The U.S. Department of Health and Human Services’ Office of the Assistant Secretary for Preparedness and Response is the top U.S. agency charged with preparing for a pandemic and overseeing the medical stockpile. ASPR had a $2.6 billion budget for fiscal 2020 and prioritized preparation for a possible bioweapon, chemical, or nuclear attack, and did little to prepare for a pandemic.

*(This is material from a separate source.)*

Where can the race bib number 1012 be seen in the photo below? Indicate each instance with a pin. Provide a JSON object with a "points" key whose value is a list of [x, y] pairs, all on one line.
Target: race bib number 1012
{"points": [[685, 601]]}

Young people in Tuscaloosa, Alabama, hometown of the University of Alabama, were reported to be throwing Covid-19 parties, where people who have coronavirus attend and the first person to get infected receives a payout, local officials said. Meanwhile, Tulane University warned students of suspensions or expulsions if they are found to have hosted parties or gatherings of more than 15 people.

The Texas Medical Board emailed members this week to remind them of emergency medical licensure changes making it easier for out-of-state or retired practitioners to practice in Texas. With the rise in Covid-19 patients in Texas, these providers are badly needed.